After McGovern won, I learned that political reporters were upset — not with themselves, but with Blute’s political consultant, Charley Manning, for not warning them that Blute might be in trouble. Yes, you read that correctly. Members of the press — some of them, anyway — thought it was Manning’s job to let them know that Blute wasn’t a shoo-in and that maybe they ought to pay some attention before Election Day.

Now, this isn’t entirely outrageous. Even 26 years ago, the media had limited resources, and there was a huge battle that year between Democratic Sen. John Kerry, who faced a strong challenge for re-election from Republican Gov. Bill Weld. It was a presidential year.
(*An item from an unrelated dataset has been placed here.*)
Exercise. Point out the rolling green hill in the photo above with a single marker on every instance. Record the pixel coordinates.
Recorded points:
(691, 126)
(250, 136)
And reporters (including me) were also busy covering the rematch between North Shore congressman Peter Torkildsen and attorney John Tierney; Torkildsen, a Republican, had nearly lost to Democrat Tierney two years earlier. (Kerry and Tierney both won in 1996, leaving Massachusetts with an all-Democratic congressional delegation, which has been unbroken to this day except for the brief Scott Brown interregnum.) Still, the idea of blaming Blute’s political consultant for their own inattention seemed then and now as fairly ridiculous.

So it strikes me that a large part of what went wrong in that Long Island House district was that the media made assumptions — always a bad idea, but nevertheless not at all unusual. Santos, a Republican, had lost in 2020 by a dozen points (albeit to an incumbent in a good year for Democrats). He seemed like a nonentity. The Democratic nominee in 2022, Robert Zimmerman, reportedly hadn’t turned up much beyond “Santos is a MAGA Trumper blah blah blah.” The New York media were obsessed with the possibility of a Red Wave and whether Democratic Gov. Kathy Hochul might be able to hang on. Inexcusably, everyone ignored pre-election reporting by the weekly North Shore Leader, which was able to publish some key details about Santos’ lies. And there matters stood until Dec. 19, when The New York Times published the first in a series of stories exposing Santos as an utter fraud.

So unless someone proves that Santos isn’t a U.S. citizen (a possibility), he’ll be sworn in on Jan. 3, casting a crucial vote to make Kevin McCarthy speaker. All because the media was depending on others to do their job for them.